Il libro è un diario di quei giorni, una ricostruzione di quella settimana che doveva essere “la più bella”, con i preparativi della laurea di Giulia, ma che è stata e sarà per sempre la più atroce. Ma il libro è soprattutto una lettera, a Giulia e non solo: una lettera a tutti, giovani e adulti, un appello gridato con forza, nel momento in cui l’attenzione è alta e la platea è numerosa e attenta. L’appello a cambiare se stessi, a stanare il male che si annida nelle piccole, quotidiane prevaricazioni. Perché la violenza è solo la punta dell’iceberg: alla base c’è il patriarcato, come ha gridato con coraggio Elena, la sorella di Giulia: “È stato il vostro bravo ragazzo. Non è un mostro, ma il frutto del vostro patriarcato”: una lezione per Gino Cecchettin, che si è voluto sentire chiamato in causa, perfino lui, perché “nessuno di noi è immune, perché l’idea della prevaricazione riguarda tutti indistintamente, riguarda il mondo nel quale viviamo”.
Per questo, il padre di Giulia è stato pesantemente criticato: per aver fatto sue le parole della figlia Elena e aver messo in discussione quel patriarcato che, per lui, è all’origine della violenza. “Sono stato accusato di volermi porre contro gli uomini – scrive -. Eppure la parità non è a scapito di qualcuno, è un fatto di civiltà. La violenza di genere esplode quando certi uomini sentono messa in crisi la loro posizione predominante e minate le loro prerogative: il loro essere uomo, maschio. Se è un problema culturale, si tratta di rieducare l’uomo non solo nei confronti della violenza manifesta, ma soprattutto nelle mille quasi invisibili e costanti vessazioni, soprusi che attraversano la vita quotidiana di ogni donna. Sul lavoro, in società e in famiglia. Solo perché donna”.
“Educhiamo i nostri figli a un amore sano”

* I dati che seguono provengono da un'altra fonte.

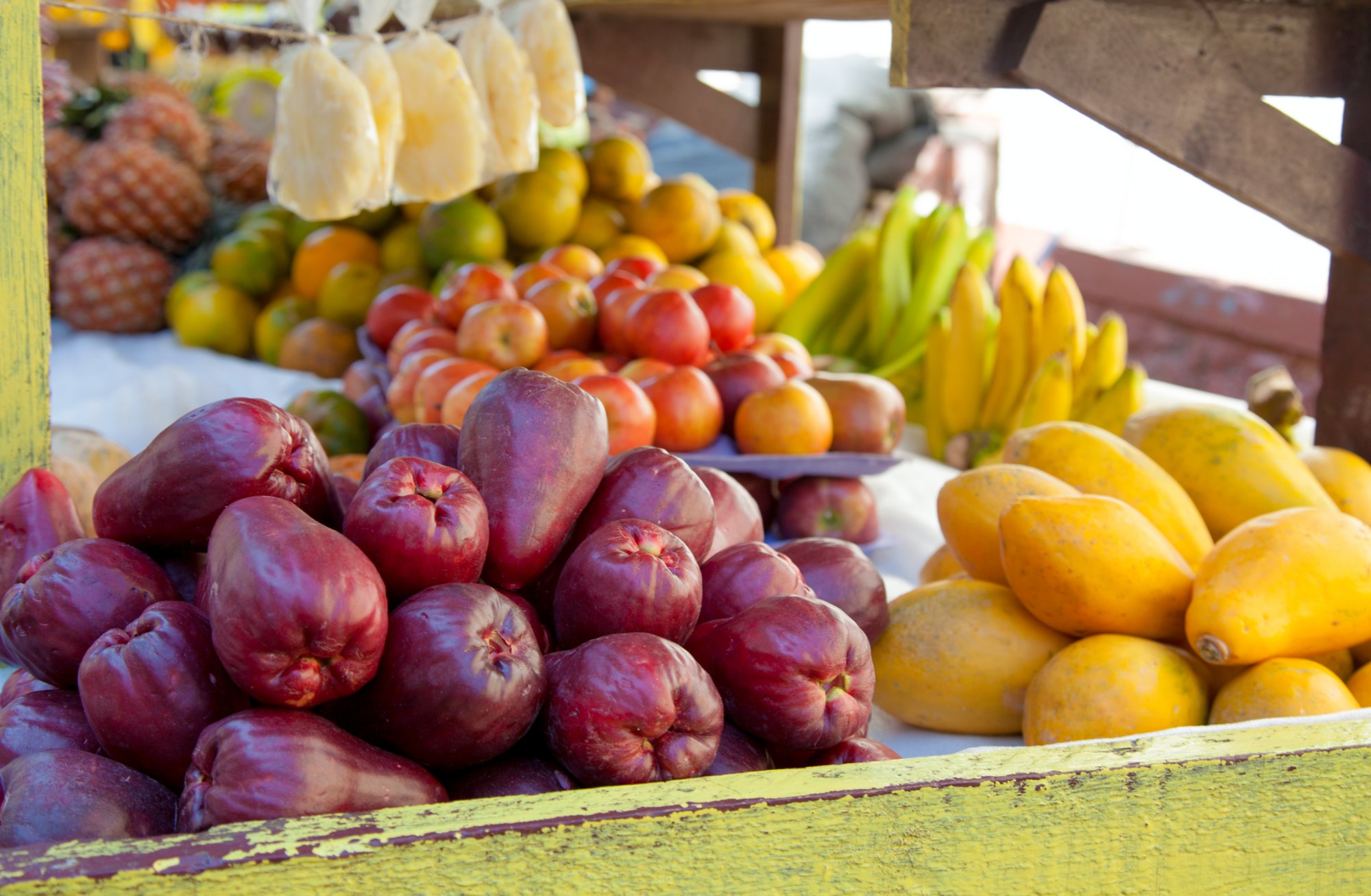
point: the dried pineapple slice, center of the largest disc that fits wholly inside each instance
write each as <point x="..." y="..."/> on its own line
<point x="505" y="82"/>
<point x="326" y="152"/>
<point x="545" y="32"/>
<point x="444" y="152"/>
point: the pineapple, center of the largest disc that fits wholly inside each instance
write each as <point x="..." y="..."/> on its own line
<point x="134" y="191"/>
<point x="169" y="123"/>
<point x="238" y="163"/>
<point x="113" y="285"/>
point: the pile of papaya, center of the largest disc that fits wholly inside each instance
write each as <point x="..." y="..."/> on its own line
<point x="1196" y="570"/>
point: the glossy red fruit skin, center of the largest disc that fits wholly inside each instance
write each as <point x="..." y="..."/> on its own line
<point x="535" y="448"/>
<point x="151" y="687"/>
<point x="627" y="576"/>
<point x="19" y="683"/>
<point x="73" y="595"/>
<point x="609" y="697"/>
<point x="659" y="487"/>
<point x="461" y="680"/>
<point x="431" y="441"/>
<point x="171" y="494"/>
<point x="62" y="795"/>
<point x="737" y="516"/>
<point x="45" y="720"/>
<point x="36" y="516"/>
<point x="422" y="524"/>
<point x="512" y="776"/>
<point x="268" y="764"/>
<point x="740" y="751"/>
<point x="853" y="750"/>
<point x="297" y="610"/>
<point x="742" y="574"/>
<point x="841" y="574"/>
<point x="792" y="670"/>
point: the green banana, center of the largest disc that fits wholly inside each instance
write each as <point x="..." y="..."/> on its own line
<point x="833" y="292"/>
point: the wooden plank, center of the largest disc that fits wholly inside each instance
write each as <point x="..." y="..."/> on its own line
<point x="24" y="247"/>
<point x="1281" y="48"/>
<point x="1230" y="809"/>
<point x="779" y="55"/>
<point x="1344" y="411"/>
<point x="1177" y="93"/>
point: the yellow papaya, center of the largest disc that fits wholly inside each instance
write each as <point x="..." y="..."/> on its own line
<point x="1099" y="462"/>
<point x="1093" y="565"/>
<point x="959" y="655"/>
<point x="970" y="506"/>
<point x="1344" y="476"/>
<point x="1230" y="462"/>
<point x="1113" y="686"/>
<point x="1281" y="688"/>
<point x="1295" y="583"/>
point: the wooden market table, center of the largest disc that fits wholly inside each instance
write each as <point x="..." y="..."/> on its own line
<point x="1269" y="809"/>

Parole che suonano forti e pesanti, soprattutto quando leggiamo gli ultimi dati dell’Osservatorio di Non Una di Meno: dall’inizio del 2024, i femminicidi in Italia sono stati già 25. Dopo la morte di Giulia, dopo la grande manifestazione di novembre. Dietro ognuna di queste morti, non c’è un mostro, ma un uomo violento, “che poi non è altro che un uomo talmente fragile da interpretare un rifiuto o un fallimento come un attacco alla propria individualità più profonda, quella di essere chi decide e comanda – scrive Cecchettin -. Partiamo col trasmettere nuovi modelli in casa, coi figli. Educhiamoli a un amore sano, che significa crescere insieme, ma anche accoglienza, dialogo”.

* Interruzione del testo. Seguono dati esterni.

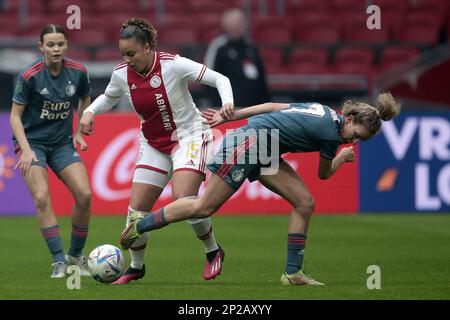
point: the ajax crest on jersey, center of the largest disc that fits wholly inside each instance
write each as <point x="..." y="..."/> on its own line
<point x="237" y="175"/>
<point x="155" y="81"/>
<point x="106" y="263"/>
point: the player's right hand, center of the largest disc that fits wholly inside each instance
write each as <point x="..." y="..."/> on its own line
<point x="227" y="111"/>
<point x="26" y="159"/>
<point x="212" y="117"/>
<point x="348" y="154"/>
<point x="87" y="123"/>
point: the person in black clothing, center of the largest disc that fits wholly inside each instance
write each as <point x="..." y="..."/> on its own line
<point x="233" y="55"/>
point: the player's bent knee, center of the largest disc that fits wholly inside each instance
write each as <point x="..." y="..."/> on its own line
<point x="309" y="205"/>
<point x="83" y="199"/>
<point x="206" y="210"/>
<point x="42" y="201"/>
<point x="305" y="205"/>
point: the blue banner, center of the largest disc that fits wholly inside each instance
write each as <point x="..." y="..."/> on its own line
<point x="407" y="166"/>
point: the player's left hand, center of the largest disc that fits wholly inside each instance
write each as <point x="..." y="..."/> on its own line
<point x="227" y="111"/>
<point x="78" y="140"/>
<point x="212" y="117"/>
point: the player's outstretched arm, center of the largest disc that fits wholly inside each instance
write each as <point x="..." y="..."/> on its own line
<point x="213" y="117"/>
<point x="328" y="167"/>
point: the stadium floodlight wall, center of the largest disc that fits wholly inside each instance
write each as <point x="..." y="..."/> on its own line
<point x="405" y="168"/>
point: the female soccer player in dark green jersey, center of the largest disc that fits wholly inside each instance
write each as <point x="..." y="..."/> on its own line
<point x="41" y="119"/>
<point x="254" y="151"/>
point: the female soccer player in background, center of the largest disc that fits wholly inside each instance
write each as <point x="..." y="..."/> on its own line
<point x="301" y="127"/>
<point x="174" y="143"/>
<point x="41" y="120"/>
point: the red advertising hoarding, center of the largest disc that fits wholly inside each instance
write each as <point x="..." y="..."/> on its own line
<point x="110" y="161"/>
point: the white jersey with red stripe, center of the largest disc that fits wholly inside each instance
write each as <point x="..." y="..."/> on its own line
<point x="162" y="99"/>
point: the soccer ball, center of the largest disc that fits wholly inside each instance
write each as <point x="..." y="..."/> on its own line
<point x="106" y="263"/>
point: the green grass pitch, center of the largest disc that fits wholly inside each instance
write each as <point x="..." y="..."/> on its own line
<point x="412" y="251"/>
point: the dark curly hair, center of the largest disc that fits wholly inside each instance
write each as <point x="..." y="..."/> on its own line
<point x="140" y="29"/>
<point x="51" y="28"/>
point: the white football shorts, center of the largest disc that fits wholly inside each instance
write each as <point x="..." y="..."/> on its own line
<point x="156" y="168"/>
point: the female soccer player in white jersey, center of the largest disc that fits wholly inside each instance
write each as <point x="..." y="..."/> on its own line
<point x="174" y="143"/>
<point x="298" y="127"/>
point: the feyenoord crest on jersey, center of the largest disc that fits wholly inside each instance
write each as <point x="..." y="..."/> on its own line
<point x="70" y="89"/>
<point x="237" y="175"/>
<point x="155" y="81"/>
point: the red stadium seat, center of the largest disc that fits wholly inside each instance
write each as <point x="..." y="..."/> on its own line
<point x="395" y="55"/>
<point x="356" y="6"/>
<point x="423" y="18"/>
<point x="389" y="5"/>
<point x="209" y="34"/>
<point x="210" y="6"/>
<point x="108" y="54"/>
<point x="272" y="35"/>
<point x="79" y="55"/>
<point x="418" y="35"/>
<point x="9" y="23"/>
<point x="60" y="6"/>
<point x="320" y="34"/>
<point x="271" y="21"/>
<point x="308" y="60"/>
<point x="175" y="6"/>
<point x="177" y="21"/>
<point x="91" y="38"/>
<point x="272" y="60"/>
<point x="317" y="29"/>
<point x="356" y="31"/>
<point x="177" y="36"/>
<point x="131" y="8"/>
<point x="437" y="6"/>
<point x="307" y="6"/>
<point x="354" y="60"/>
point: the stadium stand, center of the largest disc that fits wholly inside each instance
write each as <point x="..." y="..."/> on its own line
<point x="295" y="37"/>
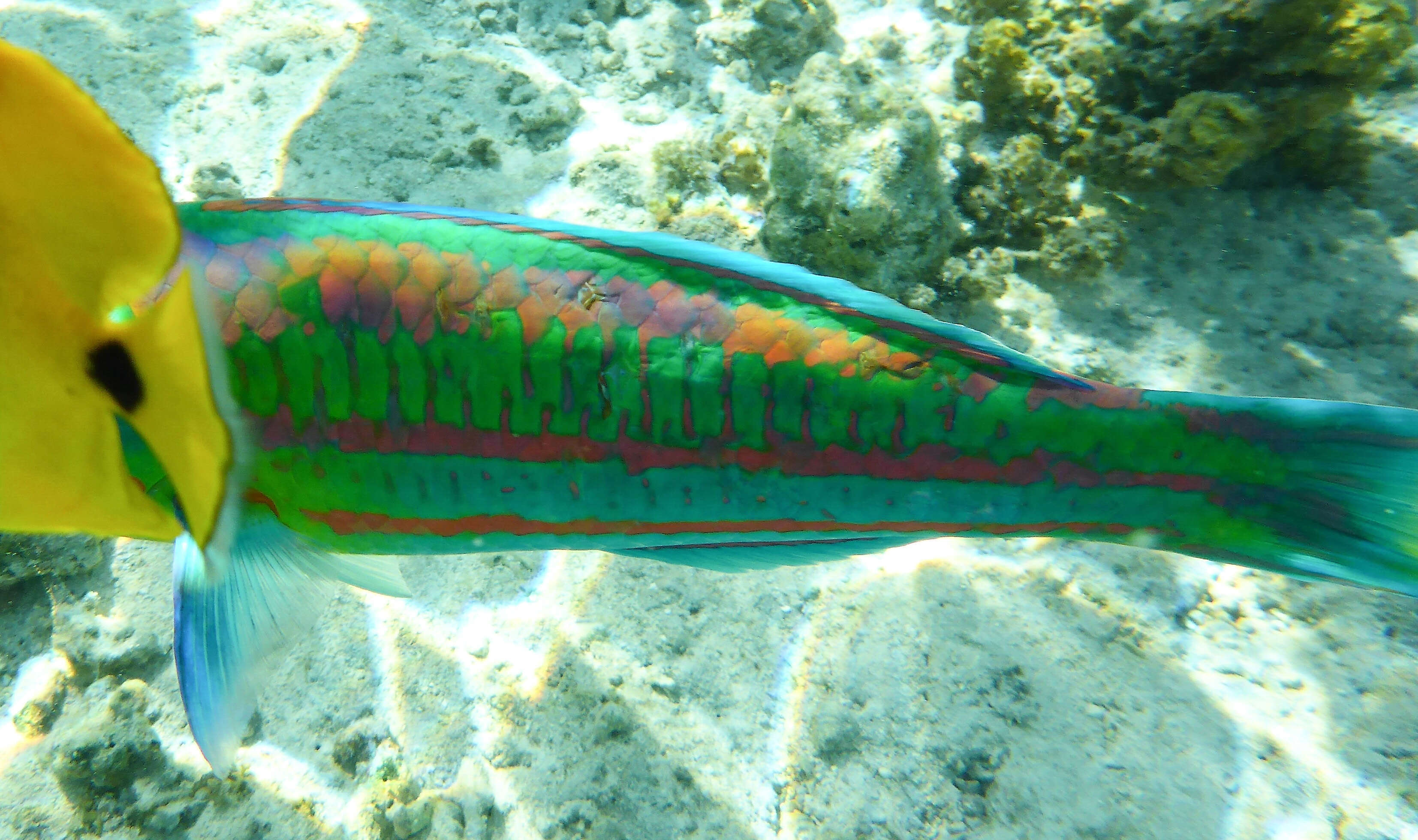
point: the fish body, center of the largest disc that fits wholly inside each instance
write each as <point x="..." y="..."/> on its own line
<point x="430" y="380"/>
<point x="319" y="386"/>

Per questo, Gino Cecchettin ha deciso di scrivere questo libro e di farlo uscire proprio pochi giorni prima della Giornata Internazionale dei diritti delle donne: “Perché Giulia resti – ha detto agli studenti dell’Università La Sapienza, dove ha presentato il libro proprio alla vigilia dell’8 marzo -. Una giornata ordinaria – ha raccontato, ricordando il sabato in cui Giulia è scomparsa – è diventata l’ultima giornata con mia figlia, vissuta come tutti i giorni: innestiamo il pilota automatico, tutti dobbiamo fare tante cose e non poniamo attenzione ai secondi preziosi che viviamo accanto ai nostri figli. Non ricordo nulla di quel sabato, se non quando ho iniziato a chiedermi: ‘Dov’è mia figlia? Perché non torna?’. La vita va vissuta costantemente ponendo l’attenzione ai minimi dettagli, questo ho imparato. Dovremmo assaporare ogni secondo, ogni giorno, da quando ci alziamo”.